A novel antiplatelet antibody therapy that induces cAMP-dependent endocytosis of the GPVI/Fc receptor γ-chain complex
J. Clin. Invest. Hiroshi Takayama, et al. 118:1785 doi:10.1172/JCI32513 [Go to this article.]

Figure 1
Characterization of YA-Abs over 15 years. (A) YA’s serially diluted plasma stored over 15 years or control solutions containing known amounts of a human/mouse chimera anti-GPVI mAb were incubated with biotin-labeled hGPVI-Fc on streptavidin-coated plates. After washing, the bound Abs were detected using peroxidase-labeled anti-kappa and -lambda chain Abs and subsequent colorimetric reaction. The content of anti-GPVI auto-Abs in the plasma was expressed as an equivalent content of a human/mouse chimera anti-GPVI mAb bound to hGPVI-Fc.
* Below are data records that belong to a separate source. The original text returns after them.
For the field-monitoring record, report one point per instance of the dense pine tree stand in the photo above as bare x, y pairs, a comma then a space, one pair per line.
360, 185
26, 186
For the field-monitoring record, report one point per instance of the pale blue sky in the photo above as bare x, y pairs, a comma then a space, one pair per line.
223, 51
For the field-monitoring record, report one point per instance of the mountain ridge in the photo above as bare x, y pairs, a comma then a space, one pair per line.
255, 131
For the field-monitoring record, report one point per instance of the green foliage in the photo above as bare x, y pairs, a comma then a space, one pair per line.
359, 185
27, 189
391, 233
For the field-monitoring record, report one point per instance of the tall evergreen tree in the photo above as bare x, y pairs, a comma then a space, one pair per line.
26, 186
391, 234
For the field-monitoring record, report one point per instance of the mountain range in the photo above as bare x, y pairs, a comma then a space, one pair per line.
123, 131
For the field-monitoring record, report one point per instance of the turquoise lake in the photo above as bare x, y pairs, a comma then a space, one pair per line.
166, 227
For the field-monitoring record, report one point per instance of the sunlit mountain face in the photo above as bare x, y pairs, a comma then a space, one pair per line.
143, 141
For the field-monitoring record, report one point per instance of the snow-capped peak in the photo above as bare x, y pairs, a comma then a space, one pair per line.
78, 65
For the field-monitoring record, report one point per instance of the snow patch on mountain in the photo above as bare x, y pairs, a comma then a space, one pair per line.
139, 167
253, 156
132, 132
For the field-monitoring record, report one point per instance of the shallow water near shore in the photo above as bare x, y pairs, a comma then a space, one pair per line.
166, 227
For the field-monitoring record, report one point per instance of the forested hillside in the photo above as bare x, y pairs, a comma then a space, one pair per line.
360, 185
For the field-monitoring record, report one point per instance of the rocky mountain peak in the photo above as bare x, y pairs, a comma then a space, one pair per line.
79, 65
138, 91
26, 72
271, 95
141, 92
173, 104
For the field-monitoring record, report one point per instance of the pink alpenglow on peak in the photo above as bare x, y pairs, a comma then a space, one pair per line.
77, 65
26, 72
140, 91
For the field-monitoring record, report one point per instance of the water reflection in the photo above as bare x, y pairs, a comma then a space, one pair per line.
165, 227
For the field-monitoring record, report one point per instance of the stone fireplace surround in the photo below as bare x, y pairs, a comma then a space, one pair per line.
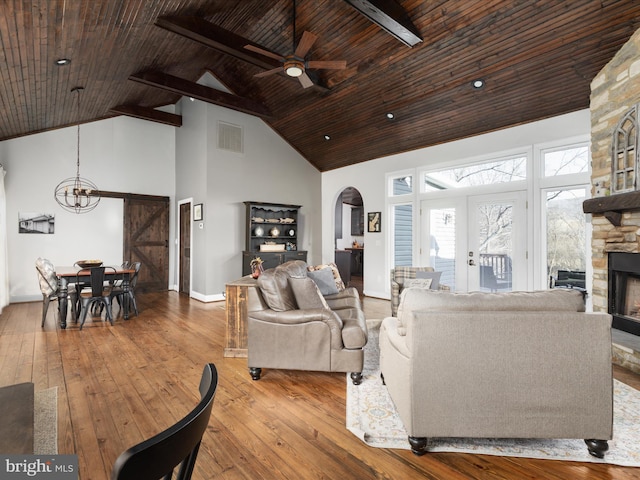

Each bar represents the mean of duplicate determinations. (B) Both YA-Abs-88 and -03 were purified from the patient’s plasma stored in 1988 and 2003, respectively, and quantified as described in Methods. Serially diluted YA-Abs-88 (triangles), YA-Abs-03 (circles), mF1201 (diamonds), mF1232 (squares), or mouse IgG (asterisks) as the competing Ab was applied to hGPVI-Fc–immobilized plates followed by the incubation with the peroxidase-labeled mF1201 (left panel) or mF1232 (right panel). After washing, the bound labeled Abs were detected by colorimetric reaction. Data are expressed as the percent of total binding of each peroxidase-labeled mAb without the competitor and are the mean of triplicate determinations.